しかし、少林は未だに地面に寝そべったままだ。
「いい加減、起きたら?」
俺が少林を見下ろしそう言ったとき、突如少林が起き上がり俺の背後を指差した。
「みっ・・・緑川さん!」
「なんだよ」
「竿!」
「!?」
はっとして振り向くと、なんと俺の釣竿の先がグイグイと引っ張られていたのだ。
「やっとかかったな!」
俺は竿を握りしめ、思いきり引っ張った。しかし・・・相手の力も尋常ではない。川には黒く大きな影が映っている。

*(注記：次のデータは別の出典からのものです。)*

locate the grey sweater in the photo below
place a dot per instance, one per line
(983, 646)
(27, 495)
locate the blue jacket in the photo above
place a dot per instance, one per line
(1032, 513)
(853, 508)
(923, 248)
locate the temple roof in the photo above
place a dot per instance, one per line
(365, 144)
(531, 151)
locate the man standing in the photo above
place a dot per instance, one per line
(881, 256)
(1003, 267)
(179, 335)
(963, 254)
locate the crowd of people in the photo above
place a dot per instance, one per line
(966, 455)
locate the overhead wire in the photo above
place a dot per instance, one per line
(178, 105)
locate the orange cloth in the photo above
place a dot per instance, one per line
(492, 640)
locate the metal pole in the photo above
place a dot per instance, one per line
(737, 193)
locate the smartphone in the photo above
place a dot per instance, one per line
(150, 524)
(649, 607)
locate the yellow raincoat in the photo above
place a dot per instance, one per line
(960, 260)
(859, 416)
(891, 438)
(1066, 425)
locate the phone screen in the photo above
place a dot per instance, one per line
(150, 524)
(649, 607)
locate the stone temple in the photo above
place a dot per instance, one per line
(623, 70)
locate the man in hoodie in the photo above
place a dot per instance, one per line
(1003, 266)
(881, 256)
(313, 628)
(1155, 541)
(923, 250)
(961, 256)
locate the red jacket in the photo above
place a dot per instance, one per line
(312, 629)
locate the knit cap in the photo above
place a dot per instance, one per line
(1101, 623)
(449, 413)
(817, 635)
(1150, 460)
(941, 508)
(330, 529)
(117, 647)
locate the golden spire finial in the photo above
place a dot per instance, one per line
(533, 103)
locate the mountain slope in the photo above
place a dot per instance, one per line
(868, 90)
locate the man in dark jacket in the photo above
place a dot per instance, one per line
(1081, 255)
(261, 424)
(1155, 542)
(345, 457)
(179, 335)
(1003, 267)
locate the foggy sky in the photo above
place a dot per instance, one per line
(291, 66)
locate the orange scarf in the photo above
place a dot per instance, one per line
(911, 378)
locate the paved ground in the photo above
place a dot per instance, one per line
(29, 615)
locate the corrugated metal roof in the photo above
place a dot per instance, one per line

巨大魚の類かもしれない。
「うわあ・・・でかいぞ!」
「サメだったりして」
「げっ・・・」
思わず竿を持つ手が震える。
「冗談ですよ。俺も手伝います!」
俺は少林が持ちやすくなるように竿を低くおろした。その間にも、魚は容赦なく俺を引っ張っている。
「せ——・・・のっ!」
少林の馬鹿力には驚いた。魚は、あっけないほど簡単に陸に釣り上げられた・・・って。
「でかっ!!」
それは、体長が俺の二倍はありそうな、巨大な錦鯉だった。
「こりゃいいぞ!塔の魚の書に見せてこよう!」
と、二人で盛り上がっていたら。
魚が、自力でピョンピョンはね出した。でかすぎてとてもおさえられない。次の瞬間、魚は川に向かってピョーンとはねた。
バッシャ———ン!!
もろに水をかぶり、俺と少林はただその場に突っ立っていることしかできなかった。
重い沈黙のあと、少林が口を開いた。
「・・・緑川さん」
「・・・何?」
「今度は、ちゃんと大きさも考えなきゃダメみたいですね」
「ああ・・・そうだな」
誰も見ていなかったのがせめてもの幸いだろうか。
俺たちは、びしょ濡れのままとぼとぼ家へと戻っていった。